Source:
https://scmp.com/news/china/article/1405256/shaanxi-obstetrician-sentenced-death-selling-babies
China

Shaanxi obstetrician sentenced to death for selling babies

Court convicts obstetrician for child trafficking and sentences her to death with a two-year reprieve

Zhang Shuxia is led into the Weinan Intermediate People's Court in Shaanxi yesterday to face sentencing for selling babies. Photo: Xinhua

The Shaanxi doctor who sold newborn babies to child-traffickers for as little as 1,000 yuan (HK$1,270) was yesterday handed the death sentence, suspended for two years.

Zhang Shuxia, a former obstetrician at the Fuping Maternal and Child Health Care Hospital, was convicted of tricking parents into giving up their babies by altering test results to show the children had congenital or infectious diseases.

She sold seven babies to a middleman, who later resold the babies in Shandong and Henan provinces between November 2011 and July. Zhang pocketed over 100,000 yuan, the prosecutors said; the middleman made more than 200,000 yuan, according to the Jinghua Daily.

Six of the babies were rescued by police, but a baby girl voluntarily given up by her parents and sold for just 1,000 yuan in April later died.

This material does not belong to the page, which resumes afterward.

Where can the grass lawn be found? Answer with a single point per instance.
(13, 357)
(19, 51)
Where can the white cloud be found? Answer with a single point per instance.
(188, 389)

The doctor claimed she did not know the middleman was a human-trafficker. She thought she was "doing good" by selling babies to infertile couples.

But at the end of a one-day trial on December 30, Zhang read a tearful apology to the victims, saying: "I feel guilty and deeply apologise to the families … I violated the laws and deserve to be punished."

Despite her admission, Zhang presented a petition signed by more than 100 former patients pleading for leniency. The intermediate court in Weinan , however, imposed a suspended death sentence because of the negative impact the crime had on the society.

Such suspended death sentences are often later reduced to life terms if the prisoner behaves.

Lawyer You Feizhou, of Chongqing , called the sentence "too harsh".

"Most of the babies have been returned to their families, and Zhang does not bear direct responsibility for the death of the baby girl," he said.

You also questioned why Zhang was the only defendant at the trial, while other hospital employees reported to have been involved were charged with misconduct in separate proceedings.

"Baby trafficking on such a scale cannot be committed by just one individual," You said. "Several parties were clearly involved in the case. Two separate trials may end up with one sentence too harsh and the others too lenient."

The parents of the trafficked babies should also be held accountable, and possibly penalised, for their roles in the incidents, human rights lawyer Yuan Yulai said. "Although they were deceived [by the doctor], abandoning their children because of congenital diseases is inhumane," Yuan said.